Luis flew to Lisbon on a different airline – and from there took a TAP Portugal flight to London with no trouble.

David Morris, senior policy adviser on disability to London Mayor Ken Livingstone, described it as an “absolute obscenity in this century for anyone to be thrown off a plane for being different.”

Speaking at a meeting in honour of Luis in City Hall on Tuesday, he said, “The simple fact is that the airlines don’t want us on board because we cost them a little bit more.”

Carmen Miranda of the London-based charity Disability and Development Partners (DDP), which works with Luis’ organisation, LARDEF, also expressed shock: “It’s incredible. She’s travelled everywhere in Angola and the pilot can’t take her on a flight!

“It’s typical of the problem that LARDEF workers face, day in and day out.”

Kamala Achu, executive director of the DPP (formerly the Jaipur Limb Campaign), told OneWorld that she had written a letter of complaint to TAP but had not yet received a reply.

On Wednesday, the story took another twist, when DPP staff rang TAP to check Luis’ booking for the return flight – and were told her name had been wiped off the passenger list.

A DPP official pointed out that TAP was signatory to a European Union protocol on travel and disability and its actions were “a breach of her rights, as well as being a failure to treat Luis decently as a human being.” The organisation said it intended to take up the matter later this week.

Alyson Rose, chief press officer at the UK's Disability Rights Commission, said today, "This is deplorable, and it is exactly the sort of behaviour the new EU regulation introduced in July was intended to stop.

"Although the discrimination took place outside the EU, the fact that it was an EU airline flying within Europe means the regulation applies. Enforcement is the responsibility of the Portuguese Government and whatever body they have appointed for that purpose."

* At the City Hall meeting, Luis said that facilities for Angola’s estimated 1.2 million disabled people were sparse, but that the top priority was advocacy and lobbying: “Angola isn’t doing much for the disabled because the government doesn’t have the information and doesn’t want to have it,” she said. “They think of disabled people as a problem apart, not as a part of society.”

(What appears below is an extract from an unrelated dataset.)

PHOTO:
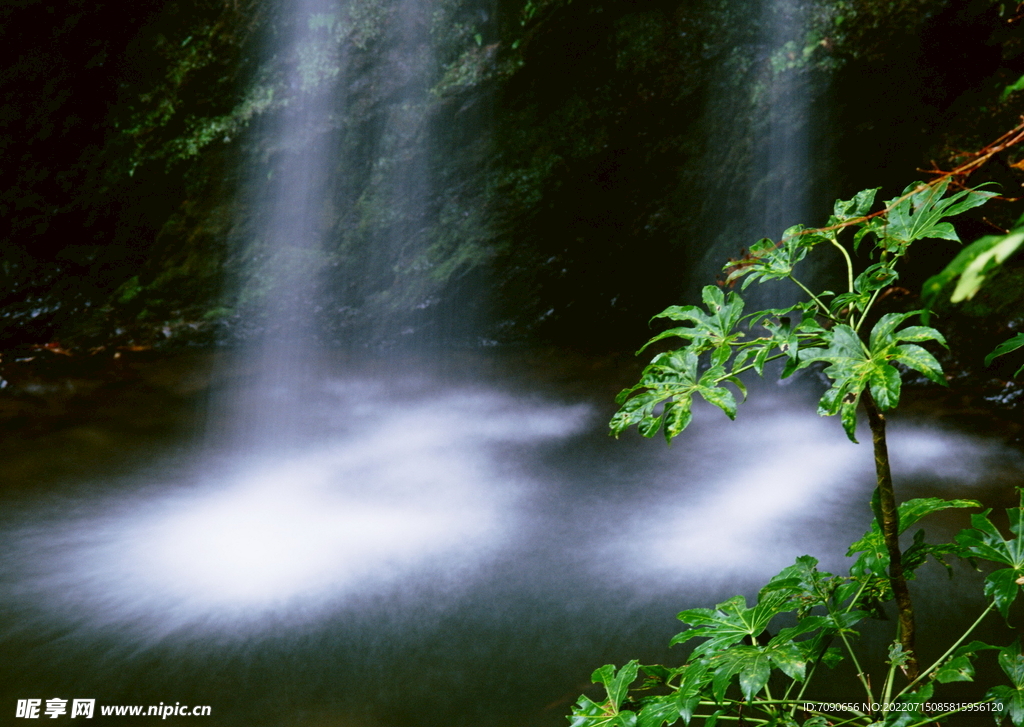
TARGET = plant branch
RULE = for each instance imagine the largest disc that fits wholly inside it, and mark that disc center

Nevertheless, small changes had occurred that gave hope for the future. One of the priorities was to get disability legislation – which had been under discussion for a decade - on the statute book.

She emphasised the need to talk to and mobilise ordinary Angolans: “Some disabled women’s families teach the women that they can’t be a good wife, can’t have children.

“In hospitals, when women with disability go to have a baby, they are told, ‘You are a disabled woman – why do you want to have a baby?’

“People don’t believe women with disability can do things, but they do. They want to do things for themselves. They are very strong. Disabled women in Angola are heroes.”